The spread of COVID from people back to animals such as dogs and mink is part of why Pieracci thinks that COVID will consistently circulate through the community like a flu with a yearly vaccine.
“I think eradication goes out the window the minute it jumps into an animal species because there’s always the potential to jump back to people,” she says. “I think it’s here to stay.” While COVID-19 might not be going away, community-minded protective efforts like masking and vaccination can help get it—and other future outbreaks—under control.
“How do we prevent the next pandemic? We can’t. In the time I’ve been at the CDC, there’s been a large outbreak every one to two years. I don’t see that changing. That’s because of that human-animal-environmental interface that is very much intertwined,” she says. “Hopefully whatever occurs next is not a global pandemic. Hopefully we’re able to respond in a timely manner and contain it from spreading across the globe.”

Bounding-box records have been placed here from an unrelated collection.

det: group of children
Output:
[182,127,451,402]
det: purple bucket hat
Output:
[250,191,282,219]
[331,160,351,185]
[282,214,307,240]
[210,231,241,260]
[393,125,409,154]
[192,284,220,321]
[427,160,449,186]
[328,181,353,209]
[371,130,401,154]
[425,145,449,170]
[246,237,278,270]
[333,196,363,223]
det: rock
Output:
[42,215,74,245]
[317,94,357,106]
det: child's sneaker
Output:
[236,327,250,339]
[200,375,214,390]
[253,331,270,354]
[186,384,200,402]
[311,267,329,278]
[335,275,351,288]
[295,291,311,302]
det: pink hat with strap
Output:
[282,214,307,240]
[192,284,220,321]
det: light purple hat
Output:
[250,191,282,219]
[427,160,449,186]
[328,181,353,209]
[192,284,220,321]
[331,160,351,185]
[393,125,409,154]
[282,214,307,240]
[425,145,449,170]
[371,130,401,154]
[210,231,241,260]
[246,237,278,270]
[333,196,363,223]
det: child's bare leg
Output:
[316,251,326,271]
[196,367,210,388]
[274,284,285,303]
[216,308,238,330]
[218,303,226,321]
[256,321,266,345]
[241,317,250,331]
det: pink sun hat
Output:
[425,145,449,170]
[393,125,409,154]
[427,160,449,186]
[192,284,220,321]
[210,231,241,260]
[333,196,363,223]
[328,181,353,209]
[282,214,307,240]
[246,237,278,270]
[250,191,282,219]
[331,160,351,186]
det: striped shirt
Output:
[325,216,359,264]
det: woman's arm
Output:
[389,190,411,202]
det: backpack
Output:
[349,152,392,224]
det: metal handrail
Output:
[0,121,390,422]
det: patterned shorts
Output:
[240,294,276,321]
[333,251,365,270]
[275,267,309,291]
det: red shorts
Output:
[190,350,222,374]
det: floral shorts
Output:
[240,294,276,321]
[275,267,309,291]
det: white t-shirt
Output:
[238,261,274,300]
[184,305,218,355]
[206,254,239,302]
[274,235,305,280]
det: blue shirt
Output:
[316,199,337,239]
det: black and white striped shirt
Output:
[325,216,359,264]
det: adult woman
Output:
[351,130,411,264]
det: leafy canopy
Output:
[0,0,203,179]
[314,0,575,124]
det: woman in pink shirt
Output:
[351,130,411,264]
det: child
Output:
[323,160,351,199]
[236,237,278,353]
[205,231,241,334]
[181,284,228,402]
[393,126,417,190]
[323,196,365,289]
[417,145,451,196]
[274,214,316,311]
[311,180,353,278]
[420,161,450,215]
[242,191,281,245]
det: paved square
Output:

We can better prepare for what’s next by doing more active surveillance in areas where large populations of humans and wildlife co-exist, practicing personal prevention measures, such as hand-washing or wearing a mask when recommended, and investing in our public health infrastructure long-term, she says.
Despite the inevitability of future outbreaks and pandemics and the dogged persistence of COVID, Pieracci loves her work. She loves learning with each deployment and adapting to new challenges with each project. “I think the other thing that allows me to stay upbeat is that I have been in some very scary and sad situations, and I’ve seen people act in very compassionate ways toward other people—not always people they’re related to, sometimes strangers,” she says. “That helps keep my faith in humanity, that we are good people and we want to do good for others.”
It’s been a winding road from the labs at Western to veterinary school to military K-9 units to the front lines of devastating outbreaks, but it’s led to a blend of veterinary medicine and public health that has been incredibly rewarding for Pieracci.
“It’s so important to study things that interest you. You never know where the road is going to take you. Saying yes to every opportunity that presents itself to you, will lead you down a unique and interesting path in life.”